Lenny Kravitz
Lenny Kravitz was born on May 26 in 1964 in New York
City. His family ties (his Jewish father was a top television producer
while his Bahamian mother, Roxie Roker, was an actress) suggested a
future in show business. As a teenager he attended the Beverly Hills
High School where his contemporaries included Slash, later of Guns 'n'
Roses, and Maria McKee of Lone Justice.
Kravitz's interest in music flourished in the mid-80s
and he signed a recording contract with IRS Records under the moniker
Romeo Blue. The deal eventually fell through, but in 1987 the singer
(now using his real name) completed the first of several demos which
concluded with an early version of Let Love Rule. These
recordings led to a contract with Virgin Records America, although the
company was initially wary of Kravitz's insistence that the finished
product should only feature "real" instruments - guitar,
bass, keyboards and drums - rather than digital and computerised
passages.
Although denigrated in some quarters as merely
retrogressive (notably in its indebtedness to both Elvis Costello and
Jimi Hendrix) Let Love Rule proved highly popular.
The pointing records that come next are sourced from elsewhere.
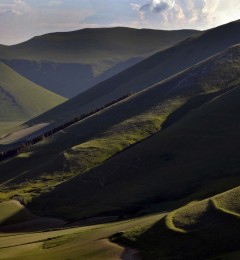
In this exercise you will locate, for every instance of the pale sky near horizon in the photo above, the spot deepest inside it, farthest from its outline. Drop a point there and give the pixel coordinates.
(24, 19)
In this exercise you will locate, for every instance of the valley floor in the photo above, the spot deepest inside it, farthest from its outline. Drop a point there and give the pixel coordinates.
(87, 242)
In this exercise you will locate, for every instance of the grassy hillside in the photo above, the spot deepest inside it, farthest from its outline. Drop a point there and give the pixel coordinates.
(21, 99)
(158, 67)
(69, 63)
(88, 242)
(207, 229)
(77, 149)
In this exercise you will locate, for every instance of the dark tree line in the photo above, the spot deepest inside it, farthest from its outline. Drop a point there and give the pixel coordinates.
(27, 144)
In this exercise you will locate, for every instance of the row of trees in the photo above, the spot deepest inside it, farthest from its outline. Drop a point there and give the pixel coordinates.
(27, 144)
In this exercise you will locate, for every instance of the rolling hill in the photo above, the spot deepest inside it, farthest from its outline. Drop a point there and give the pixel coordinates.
(158, 67)
(69, 63)
(69, 155)
(207, 229)
(21, 99)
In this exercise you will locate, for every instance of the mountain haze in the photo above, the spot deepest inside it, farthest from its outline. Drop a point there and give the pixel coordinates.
(158, 67)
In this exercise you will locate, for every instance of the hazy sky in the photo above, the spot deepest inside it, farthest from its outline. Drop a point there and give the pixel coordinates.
(23, 19)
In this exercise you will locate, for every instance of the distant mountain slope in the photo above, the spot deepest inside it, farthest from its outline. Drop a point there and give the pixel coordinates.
(69, 63)
(77, 149)
(150, 71)
(201, 230)
(21, 99)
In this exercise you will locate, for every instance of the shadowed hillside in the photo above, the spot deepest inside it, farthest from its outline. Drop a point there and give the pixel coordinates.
(69, 63)
(77, 149)
(200, 230)
(160, 66)
(21, 99)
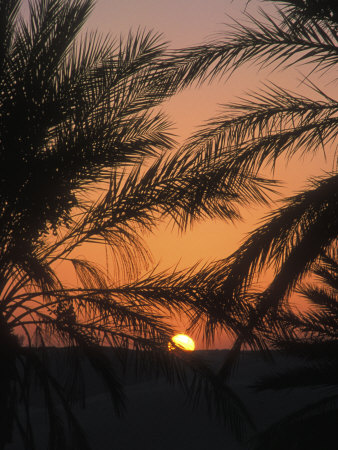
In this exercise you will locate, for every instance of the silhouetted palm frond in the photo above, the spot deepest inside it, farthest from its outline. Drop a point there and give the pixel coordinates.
(312, 338)
(267, 41)
(266, 125)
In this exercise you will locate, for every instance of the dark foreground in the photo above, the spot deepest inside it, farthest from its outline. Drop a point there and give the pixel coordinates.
(159, 418)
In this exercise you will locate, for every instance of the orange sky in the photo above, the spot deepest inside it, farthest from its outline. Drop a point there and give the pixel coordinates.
(188, 22)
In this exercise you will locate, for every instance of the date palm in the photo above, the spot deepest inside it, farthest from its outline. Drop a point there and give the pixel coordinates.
(313, 337)
(85, 160)
(267, 125)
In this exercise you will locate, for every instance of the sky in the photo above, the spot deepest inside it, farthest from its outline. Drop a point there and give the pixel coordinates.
(189, 22)
(184, 23)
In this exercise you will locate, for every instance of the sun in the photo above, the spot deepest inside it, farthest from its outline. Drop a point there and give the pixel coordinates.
(183, 342)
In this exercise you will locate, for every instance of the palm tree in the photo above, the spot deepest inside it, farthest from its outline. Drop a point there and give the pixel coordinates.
(256, 132)
(84, 160)
(313, 337)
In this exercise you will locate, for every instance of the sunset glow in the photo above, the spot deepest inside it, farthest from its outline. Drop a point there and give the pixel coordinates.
(183, 342)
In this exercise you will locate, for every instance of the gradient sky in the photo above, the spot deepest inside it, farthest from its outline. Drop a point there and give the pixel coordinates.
(189, 22)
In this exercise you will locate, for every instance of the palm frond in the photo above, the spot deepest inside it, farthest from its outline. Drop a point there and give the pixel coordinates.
(266, 125)
(310, 427)
(266, 41)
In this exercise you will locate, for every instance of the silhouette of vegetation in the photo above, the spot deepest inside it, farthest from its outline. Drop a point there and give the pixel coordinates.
(312, 337)
(85, 160)
(257, 132)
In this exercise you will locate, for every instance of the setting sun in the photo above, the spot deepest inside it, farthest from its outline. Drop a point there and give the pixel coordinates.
(183, 342)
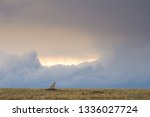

Kravitz then
gained greater success when Madonna recorded Justify My Love, a
new, rap-influenced composition quite unlike his previous work.
In 1991, Kravitz continued his unconventional path by
writing a new arrangement to John Lennon's Give Peace A Chance
as a comment on the impending Gulf War. The resultant recording
(credited to The Peace Choir) featured several contemporaries,
including Yoko Ono and Sean Lennon. The latter also appeared on Mama
Said, where Kravitz's flirtation with 60's and early 70's rock was
even more apparent. The set spawned the US Top 5/UK Top 20 hit It
Ain't Over 'Til It's Over, a kiss-off to his soon to be ex-wife,
actress Lisa Bonet.
The prolific Kravitz then wrote an entire album for
French chanteuse Vanessa Paradis, and collaborated with artists as
diverse as Curtis Mayfield, Aerosmith and
Mick Jagger. The hard
rocking title track of the follow-up Are You Gonna Go My Way?
was another worldwide success, breaking into the UK Top 5.
Circus featured a stripped-down version of his
trademark sound, displaying his talent as a writer of more
contemporary sounding material rather than the 60's pastiches of his
earlier albums. The belated follow-up, 5, saw Kravitz embracing
digital recording and attempting a more relaxed fusion of soul and
hip-hop styles.
The singer topped the UK charts in February 1999 with Fly
Away, thanks to extensive media exposure as the soundtrack to a
Peugeot car advertisement. In 2003, Kravitz teamed up with Warner
Brothers Records to launch his own Roxie Records imprint.